Overview to NLU modeling

The best practices in this document are organized around the following steps of NLU model building:

  1. Designing the model: How to design your ontology to maximize accuracy and minimize effort.

  2. Generating data and training the initial model: How to generate initial data. You will need to generate initial training data for the model. The training data consists of examples of the kinds of utterances that the model will need to understand, along with their semantic interpretations. Mix.nlu trains the NLU model based on the training data so that whenever it gets an input utterance, it outputs a semantic interpretation that is as similar as possible to what is in the training data. Although training data may be generated from scratch, it is better to use existing log data around user requests and select from this data.

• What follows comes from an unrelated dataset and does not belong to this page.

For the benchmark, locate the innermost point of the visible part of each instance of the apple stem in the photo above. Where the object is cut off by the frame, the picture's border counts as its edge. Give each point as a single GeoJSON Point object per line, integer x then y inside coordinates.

  3. Evaluating NLU accuracy: After Mix.nlu trains the NLU model on the training data, you will also need test data that can be run against the model so you can understand how well the model has learned how to predict the meanings of new utterances.

  4. Improving NLU accuracy: Once you have a trained NLU model and have a set of test results from that model, the accuracy of the model can be improved via analysis.

    There are basically two kinds of analysis:

    • With error analysis, you start with errors that the model is making and try to improve the model to not make those errors.

    • With consistency checking, you analyze your annotations to make sure that they are consistent.

      Improving the model (including retesting the improved model) is an ongoing process—as more test and training data become available, additional iterations of accuracy improvement can be performed.

This section also includes frequently asked questions (FAQs) that are not addressed elsewhere in the document.

Notation convention for NLU annotations

In this section, examples of an annotated utterance follow the notation used by Mix.nlu itself. Word sequences that correspond to entities are preceded by the name of the entity in square brackets (such as “[SIZE]”), and are followed by “[/]”. Word sequences that correspond to intents (in most cases, this is the entire utterance) are preceded by the name of the intent in curly braces (such as “{ORDER_PIZZA}”) and followed by “{/}”. For example, the utterance “I want to order a large pizza” could be annotated as follows:

{ORDER_PIZZA} I want to order a [SIZE] large [/] pizza {/}

In this example, the intent associated with the entire utterance is ORDER_PIZZA, and the only entity in the utterance is the SIZE entity, which has the literal “large”.

Nuance refers to this notation as XMix (eXtended Mix) format.

(Note that Mix supports exporting annotations in a different format called TRSX. However, TRSX uses an XML format that is not easily human-readable; thus, this format is not helpful to this discussion.)